One week after Robert E. Lee surrendered his troops, the first presidential assassination took place when Abraham Lincoln was murdered. Lincoln was attending a play on Good Friday, titled “Our American Cousin,” at Ford’s Threatre in Washington D.C., with his wife, Mary Todd Lincoln. The president was shot point blank in the back of the head by Southern sympathizer and famous actor John Wilkes Booth, who jumped from the presidential balcony and hollered, “Sic semper tyrannis,” meaning “Thus always to tyrants” in Latin. After surviving the night, Lincoln died early the following morning. Secretary of War Stanton said, “Now he belongs to the ages.”

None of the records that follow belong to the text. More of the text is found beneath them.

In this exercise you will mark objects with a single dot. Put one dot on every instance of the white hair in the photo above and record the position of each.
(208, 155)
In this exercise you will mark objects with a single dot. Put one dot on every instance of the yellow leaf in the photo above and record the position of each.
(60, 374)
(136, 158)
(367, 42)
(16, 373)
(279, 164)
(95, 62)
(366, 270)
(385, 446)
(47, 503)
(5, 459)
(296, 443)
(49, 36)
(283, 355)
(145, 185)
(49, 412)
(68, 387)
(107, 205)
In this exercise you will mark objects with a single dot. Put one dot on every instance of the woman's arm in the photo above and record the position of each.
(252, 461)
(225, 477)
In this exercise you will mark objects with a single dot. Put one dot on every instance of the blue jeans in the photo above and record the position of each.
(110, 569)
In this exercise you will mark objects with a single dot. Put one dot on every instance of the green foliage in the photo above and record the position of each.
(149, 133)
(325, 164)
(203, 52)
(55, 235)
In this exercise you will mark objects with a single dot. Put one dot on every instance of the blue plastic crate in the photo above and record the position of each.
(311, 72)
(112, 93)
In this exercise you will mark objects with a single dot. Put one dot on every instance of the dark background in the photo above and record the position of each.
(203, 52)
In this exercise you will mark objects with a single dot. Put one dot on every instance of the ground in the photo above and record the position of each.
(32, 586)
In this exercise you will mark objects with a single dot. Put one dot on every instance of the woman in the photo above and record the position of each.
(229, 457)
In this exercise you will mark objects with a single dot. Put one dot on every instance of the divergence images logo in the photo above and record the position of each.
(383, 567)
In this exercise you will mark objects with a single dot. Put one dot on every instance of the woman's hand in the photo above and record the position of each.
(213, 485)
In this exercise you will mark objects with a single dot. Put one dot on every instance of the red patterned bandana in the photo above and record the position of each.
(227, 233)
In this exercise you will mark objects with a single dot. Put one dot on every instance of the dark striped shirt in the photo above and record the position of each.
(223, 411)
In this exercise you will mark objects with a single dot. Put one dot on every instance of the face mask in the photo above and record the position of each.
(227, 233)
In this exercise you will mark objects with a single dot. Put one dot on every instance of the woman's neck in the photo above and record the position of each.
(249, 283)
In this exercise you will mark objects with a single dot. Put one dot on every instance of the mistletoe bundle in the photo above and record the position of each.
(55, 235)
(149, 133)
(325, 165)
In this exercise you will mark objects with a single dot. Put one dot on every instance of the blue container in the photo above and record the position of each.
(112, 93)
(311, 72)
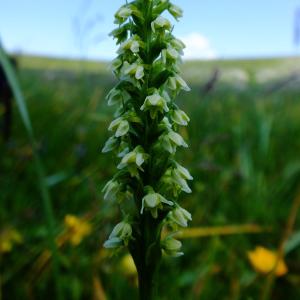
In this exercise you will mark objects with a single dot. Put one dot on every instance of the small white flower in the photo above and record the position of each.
(122, 15)
(171, 140)
(180, 216)
(120, 235)
(134, 160)
(111, 144)
(119, 126)
(161, 23)
(175, 11)
(116, 64)
(178, 45)
(176, 83)
(117, 97)
(170, 54)
(155, 103)
(171, 246)
(179, 179)
(133, 69)
(133, 44)
(110, 190)
(180, 117)
(154, 201)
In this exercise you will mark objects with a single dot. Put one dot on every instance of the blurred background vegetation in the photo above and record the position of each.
(244, 150)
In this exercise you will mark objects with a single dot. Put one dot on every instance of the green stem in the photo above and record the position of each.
(14, 84)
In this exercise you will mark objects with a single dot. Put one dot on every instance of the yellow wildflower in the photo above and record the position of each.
(76, 229)
(264, 261)
(8, 238)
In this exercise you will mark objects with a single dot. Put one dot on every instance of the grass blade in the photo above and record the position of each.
(45, 195)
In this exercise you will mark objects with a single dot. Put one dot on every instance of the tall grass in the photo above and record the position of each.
(39, 168)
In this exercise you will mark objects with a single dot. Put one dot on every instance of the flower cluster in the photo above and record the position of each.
(145, 132)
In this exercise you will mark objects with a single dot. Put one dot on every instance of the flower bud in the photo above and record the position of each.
(134, 160)
(175, 11)
(110, 190)
(160, 23)
(154, 201)
(180, 216)
(171, 246)
(180, 117)
(155, 103)
(178, 45)
(120, 126)
(133, 44)
(111, 144)
(122, 15)
(176, 83)
(120, 235)
(135, 70)
(117, 97)
(180, 181)
(170, 54)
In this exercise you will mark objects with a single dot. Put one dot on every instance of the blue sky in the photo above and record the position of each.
(210, 28)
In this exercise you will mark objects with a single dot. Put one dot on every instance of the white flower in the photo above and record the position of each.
(154, 201)
(160, 23)
(110, 190)
(155, 103)
(133, 69)
(120, 235)
(117, 97)
(180, 179)
(122, 15)
(111, 144)
(180, 216)
(176, 83)
(180, 117)
(171, 246)
(171, 140)
(170, 54)
(175, 11)
(116, 64)
(134, 160)
(133, 44)
(183, 172)
(119, 126)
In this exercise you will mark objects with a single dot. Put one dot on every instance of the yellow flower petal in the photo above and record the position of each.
(264, 261)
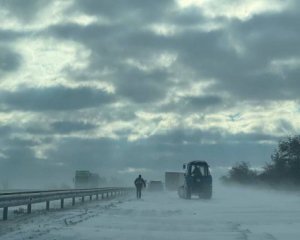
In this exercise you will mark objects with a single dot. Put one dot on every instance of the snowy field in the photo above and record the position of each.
(233, 213)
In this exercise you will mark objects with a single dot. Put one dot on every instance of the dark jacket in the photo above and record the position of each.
(139, 182)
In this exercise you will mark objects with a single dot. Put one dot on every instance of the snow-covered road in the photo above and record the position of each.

Booth managed to escape with a broken leg, but he was cornered several days later and shot inside a burning barn. Meanwhile, Lincoln’s funeral train traveled across the  country so that people could pay their respects. The train’s final destination was Lincoln’s home state of Illinois.

It was discovered after his death that he had a Confederate five dollar bill in his wallet. For his second inauguration, he had requested that the song “Dixie” be played. It was his intention to bring the Confederacy back into the Union as quickly and gently as possible, and to maintain a unified country at all costs. Ultimately, he paid the price with his own life.